Questo articolo non avrebbe dovuto essere presente in questo mio blog che tratta di fotografia, ma c’è. Ieri sera, dopo la scossetta di 2.9, ho deciso di scriverlo e pubblicarlo qui, perché proprio un attimo prima si parlava, per l’ennesima volta, di Centro Storico. Ero a cena con i miei compagni di nuoto e mentre tornavo a casa, qualche minuto dopo la scossa, ho iniziato a riflettere sul perché del mio rientro con lo studio nel Centro dell’Aquila. L’ho fatto perché ho sentito che era il momento giusto, perché mi sentivo in forma e pronto, perché sei anni in uno non-spazio mi stava alienando. L’ho fatto perché avevo trovato il posto che avevo sempre sognato in passato: corso Vittorio Emanuele II e perché la proposta del canone di affitto era giusta ed equa. Ma la motivazione principale era il voler restituire qualcosa di mio alla Città che amo profondamente e incondizionatamente. L’estate del 2016 sembrava perfetta come avvio della mia avventura, ma ecco che arriva un nuovo Terremoto, di nuovo a ottobre e poi ancora. La natura ci conduce in una sorta di buco nero e l’inverno dello scorso anno è davvero terribile, fortunatamente le coppie di sposi mi vogliono bene e mi seguono anche in Centro Storico, alleviando la mia tristezza. Il tempo passa e qualche miglioramento appare, ma la situazione del Centro è ancora complicata: si ricostruisce il contenitore, ma non si pensa a ricostruire il contenuto. Arriviamo a oggi. Sono sinceramente preoccupato della situazione, si è vero, il bando Fare Centro darà un contributo alla mia situazione finanziaria, debilitata da questi 18 mesi passati a corso Vittorio Emanuele II, ma fino a quando? Non nascondo il fatto che ho pensato di lasciare il Centro e tornare nel vecchio studio, certo che anche lì i miei sposi mi avrebbero seguito, ma ecco che è arrivata l’illuminazione. Per me stare nel centro dell’Aquila è un atto di fede.

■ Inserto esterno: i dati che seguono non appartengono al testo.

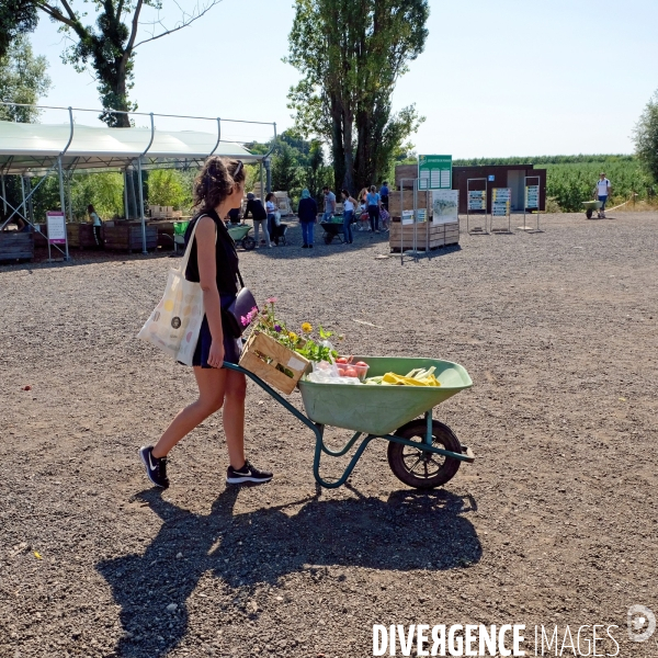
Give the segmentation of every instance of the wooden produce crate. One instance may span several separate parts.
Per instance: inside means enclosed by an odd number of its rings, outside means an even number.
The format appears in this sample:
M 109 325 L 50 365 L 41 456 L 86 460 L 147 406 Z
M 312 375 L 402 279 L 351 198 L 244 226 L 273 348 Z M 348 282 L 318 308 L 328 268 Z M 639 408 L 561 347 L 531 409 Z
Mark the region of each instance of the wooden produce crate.
M 284 394 L 291 394 L 308 367 L 309 361 L 273 338 L 253 331 L 245 344 L 240 365 Z M 282 372 L 281 366 L 288 371 Z M 292 374 L 292 376 L 291 376 Z
M 158 247 L 173 249 L 173 222 L 154 222 L 147 224 L 147 228 L 149 226 L 155 226 L 158 231 Z
M 105 249 L 112 251 L 141 251 L 141 225 L 139 223 L 123 223 L 114 226 L 105 225 Z M 158 247 L 158 227 L 146 227 L 146 248 Z
M 402 192 L 402 194 L 405 195 L 405 211 L 412 211 L 413 209 L 413 190 L 405 190 Z M 428 200 L 428 192 L 427 191 L 419 191 L 418 192 L 418 207 L 419 208 L 429 208 L 428 212 L 430 213 L 430 215 L 432 214 L 432 197 L 431 197 L 431 193 L 430 193 L 430 198 Z M 399 192 L 392 192 L 388 195 L 388 212 L 390 213 L 392 217 L 393 216 L 400 216 L 401 215 L 401 209 L 400 209 L 400 193 Z
M 445 245 L 460 243 L 460 223 L 444 224 L 445 226 Z
M 429 249 L 438 249 L 439 247 L 457 245 L 460 242 L 460 225 L 457 223 L 434 224 L 430 222 L 428 224 L 419 222 L 417 226 L 416 246 L 421 251 L 427 251 L 428 249 L 428 237 Z M 400 237 L 404 238 L 402 241 L 400 241 Z M 399 222 L 392 222 L 388 243 L 394 251 L 399 251 L 401 248 L 411 249 L 413 247 L 413 225 L 405 224 L 402 226 Z
M 70 247 L 79 249 L 89 249 L 95 247 L 93 237 L 93 226 L 91 224 L 67 224 L 66 235 Z M 101 238 L 103 237 L 103 227 L 101 226 Z
M 34 235 L 18 230 L 0 231 L 0 261 L 32 260 Z

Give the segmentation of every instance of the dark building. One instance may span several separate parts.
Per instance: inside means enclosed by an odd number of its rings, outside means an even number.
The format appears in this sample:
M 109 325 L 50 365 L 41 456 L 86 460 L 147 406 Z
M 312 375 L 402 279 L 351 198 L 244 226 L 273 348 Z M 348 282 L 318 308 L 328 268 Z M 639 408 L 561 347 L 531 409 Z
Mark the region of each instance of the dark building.
M 395 168 L 395 182 L 399 190 L 400 180 L 409 188 L 408 179 L 418 177 L 418 164 L 400 164 Z M 546 209 L 546 170 L 535 169 L 534 164 L 489 164 L 483 167 L 453 167 L 453 190 L 460 191 L 460 214 L 467 209 L 467 181 L 470 190 L 484 190 L 487 185 L 487 212 L 491 212 L 491 190 L 510 188 L 512 190 L 512 212 L 522 213 L 525 202 L 525 177 L 533 177 L 529 185 L 540 185 L 540 211 Z M 473 179 L 486 179 L 473 180 Z

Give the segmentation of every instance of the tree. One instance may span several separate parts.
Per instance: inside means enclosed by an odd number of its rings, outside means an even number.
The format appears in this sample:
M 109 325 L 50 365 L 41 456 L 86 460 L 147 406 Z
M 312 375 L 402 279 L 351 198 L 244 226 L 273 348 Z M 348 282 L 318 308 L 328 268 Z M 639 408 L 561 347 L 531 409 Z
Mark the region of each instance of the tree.
M 35 57 L 27 37 L 16 36 L 0 56 L 0 100 L 5 103 L 35 104 L 50 88 L 45 57 Z M 35 107 L 0 105 L 0 120 L 31 123 L 36 121 Z
M 105 110 L 101 120 L 113 127 L 128 127 L 131 121 L 126 114 L 117 114 L 111 110 L 137 110 L 137 104 L 128 100 L 128 92 L 134 84 L 137 48 L 191 25 L 220 2 L 198 0 L 192 11 L 181 9 L 180 20 L 171 27 L 167 27 L 163 20 L 158 18 L 148 23 L 150 29 L 147 29 L 147 37 L 139 41 L 138 31 L 144 25 L 140 21 L 143 9 L 148 7 L 159 12 L 162 0 L 83 0 L 86 5 L 92 4 L 95 10 L 95 26 L 83 24 L 87 13 L 76 9 L 75 1 L 0 0 L 0 27 L 9 29 L 2 38 L 10 41 L 16 32 L 33 30 L 38 14 L 45 14 L 60 23 L 61 31 L 72 42 L 63 55 L 64 61 L 71 64 L 79 72 L 91 66 Z M 174 3 L 180 9 L 175 0 Z M 18 12 L 20 20 L 15 20 L 15 16 L 12 20 L 12 12 Z M 0 39 L 0 47 L 1 44 Z
M 192 205 L 192 186 L 174 169 L 157 169 L 148 172 L 149 205 L 173 206 L 177 209 Z
M 272 158 L 272 190 L 291 192 L 299 186 L 299 163 L 294 149 L 280 141 Z
M 0 2 L 0 58 L 4 57 L 11 43 L 36 27 L 36 7 L 24 0 Z
M 296 0 L 286 61 L 302 72 L 288 94 L 296 128 L 331 145 L 336 186 L 371 184 L 422 121 L 392 95 L 422 52 L 428 0 Z
M 637 158 L 654 182 L 658 183 L 658 90 L 635 125 L 633 139 Z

Non credo ci sia altra spiegazione, tutto il resto è superfluo e tutte le altre parole rischiano di essere inutili. C’è un ma (che non mi riguarda): questo atto di fede è inquinato dalla visione privata che, troppo spesso, sovrasta e annulla la visione collettiva. Il bene privato è anteposto a quello collettivo e solo il ribaltamento di questo assioma porterà alla vera rinascita dell’Aquila e delle frazioni.
Quanti di noi Aquilani credono in questo atto di fede?